Note several neat things in the preceding example. First, you have two typed arrays that give maximum performance to the application. But you can also assign these arrays to the _GenericArray variable because it is of type System.Array, and all typed arrays inherit from this base class. (You'll learn more about inheritance in Chapters 6 and 7, "Interfaces and Class Members.") _GenericArray can be of any array type, but regardless of type, it has the performance of a typed array, without the compile-time warnings that would exist if you made a poor assignment to an array element. Notice that this example uses a special function on the System.Array class to create a String array. This looks pretty ugly, because it involves several levels of function calls, but it shows that arrays can be created with indeterminate types at runtime. In the example, you have to know the type of the Int32 and the String arrays, but you could have created any type of array by using the CreateInstance function. You can also create arrays that have a variable number of dimensions, as discussed in the following section.

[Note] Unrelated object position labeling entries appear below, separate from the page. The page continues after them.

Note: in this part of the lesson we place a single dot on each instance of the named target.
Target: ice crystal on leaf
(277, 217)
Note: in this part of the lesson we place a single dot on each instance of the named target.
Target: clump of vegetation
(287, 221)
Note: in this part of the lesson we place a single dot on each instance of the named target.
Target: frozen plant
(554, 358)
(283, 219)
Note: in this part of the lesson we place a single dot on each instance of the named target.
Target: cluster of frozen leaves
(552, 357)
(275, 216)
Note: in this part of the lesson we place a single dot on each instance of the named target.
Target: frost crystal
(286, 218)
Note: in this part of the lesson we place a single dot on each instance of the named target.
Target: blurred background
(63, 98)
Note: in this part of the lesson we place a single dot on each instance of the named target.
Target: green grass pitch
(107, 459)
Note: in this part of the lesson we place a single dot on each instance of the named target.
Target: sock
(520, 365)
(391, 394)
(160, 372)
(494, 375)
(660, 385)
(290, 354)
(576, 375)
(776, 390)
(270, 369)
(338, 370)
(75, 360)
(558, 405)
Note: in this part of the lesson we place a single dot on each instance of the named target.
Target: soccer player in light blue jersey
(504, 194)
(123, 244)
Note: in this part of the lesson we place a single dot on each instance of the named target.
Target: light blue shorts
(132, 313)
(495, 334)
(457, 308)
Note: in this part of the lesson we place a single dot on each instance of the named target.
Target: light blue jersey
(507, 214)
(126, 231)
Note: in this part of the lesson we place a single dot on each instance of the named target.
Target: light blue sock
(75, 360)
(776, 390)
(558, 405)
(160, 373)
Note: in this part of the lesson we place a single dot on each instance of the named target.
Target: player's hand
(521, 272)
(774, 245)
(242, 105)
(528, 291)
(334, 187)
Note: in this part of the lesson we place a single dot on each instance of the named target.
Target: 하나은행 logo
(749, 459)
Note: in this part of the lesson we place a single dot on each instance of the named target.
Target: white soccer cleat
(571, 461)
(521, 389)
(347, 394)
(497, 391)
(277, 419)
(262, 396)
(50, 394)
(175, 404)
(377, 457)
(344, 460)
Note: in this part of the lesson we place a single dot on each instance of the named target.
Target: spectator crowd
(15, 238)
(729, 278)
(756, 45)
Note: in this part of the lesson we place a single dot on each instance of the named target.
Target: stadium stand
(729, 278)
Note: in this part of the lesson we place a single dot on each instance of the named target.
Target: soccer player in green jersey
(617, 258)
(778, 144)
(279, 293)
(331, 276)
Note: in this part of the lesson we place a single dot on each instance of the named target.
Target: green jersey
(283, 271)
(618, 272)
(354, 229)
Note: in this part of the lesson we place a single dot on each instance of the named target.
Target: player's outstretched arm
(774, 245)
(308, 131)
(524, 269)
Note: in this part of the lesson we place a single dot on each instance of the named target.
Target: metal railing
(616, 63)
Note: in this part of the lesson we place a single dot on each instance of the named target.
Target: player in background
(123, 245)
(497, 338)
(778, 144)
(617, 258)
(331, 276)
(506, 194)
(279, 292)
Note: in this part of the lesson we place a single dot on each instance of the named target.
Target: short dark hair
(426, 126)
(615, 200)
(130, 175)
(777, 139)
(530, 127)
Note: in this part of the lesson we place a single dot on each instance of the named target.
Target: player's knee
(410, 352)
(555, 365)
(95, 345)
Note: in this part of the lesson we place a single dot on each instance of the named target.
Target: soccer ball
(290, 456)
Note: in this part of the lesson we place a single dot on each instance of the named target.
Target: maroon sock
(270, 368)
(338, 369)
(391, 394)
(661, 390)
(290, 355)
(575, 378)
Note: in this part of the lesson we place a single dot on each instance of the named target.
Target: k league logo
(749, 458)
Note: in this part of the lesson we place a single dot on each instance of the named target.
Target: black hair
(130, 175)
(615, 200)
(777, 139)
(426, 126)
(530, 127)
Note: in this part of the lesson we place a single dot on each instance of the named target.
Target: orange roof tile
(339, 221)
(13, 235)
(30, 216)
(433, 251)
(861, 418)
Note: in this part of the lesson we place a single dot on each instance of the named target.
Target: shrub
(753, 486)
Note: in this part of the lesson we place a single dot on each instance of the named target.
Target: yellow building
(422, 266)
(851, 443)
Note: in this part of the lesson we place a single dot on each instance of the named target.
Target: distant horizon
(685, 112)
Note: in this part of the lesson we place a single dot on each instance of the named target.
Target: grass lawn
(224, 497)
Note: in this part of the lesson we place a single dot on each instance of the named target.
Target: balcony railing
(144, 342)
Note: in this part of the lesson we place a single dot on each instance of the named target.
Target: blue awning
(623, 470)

Multidimensional Array Support

JScript .NET supports two types of multidimensional arrays. The first type is a standard equal-bounds array, in which all rows in the array are of the same length. The second type of array is a staggered array, which can have rows of different lengths. Staggered arrays can be effective when you're creating arrays in which some rows might have thousands of elements whereas other rows may contain very few or no elements.

Let's look first at the most common type of array, the equal-bounds array. In the type specifier for this array, you simply add one comma between the brackets for each additional dimension you need to introduce. In the new expression, you provide the bounds for each of the dimensions. This syntax makes creating a multidimensional array very easy. The following code demonstrates the creation of a 10-by-10 array, whose elements you initialize to create a multiplication table:

import System;

var myArray:Int32[,] = new Int32[10,10];
var i:int;
var j:int;

for(i = 0; i < 10; i++){
    for(j = 0; j < 10; j++){
        myArray[i,j] = (i+1)*(j+1);
    }
}

TIP

An overloaded method of Array.CreateInstance allows for the creation of multidimensional arrays as well, and it is often useful when you're creating an array of a type that is not yet known or when the user can specify the number of dimensions (which might be the case with some math applications).

To use this array, you index the array by using an offset for each dimension of the array. You can continue adding offsets for any number of additional dimensions.

NOTE

Although JScript supports a staggered array, we don't examine the syntax here. It's rather difficult to work with staggered arrays, and there are very few cases in which they are useful and necessary.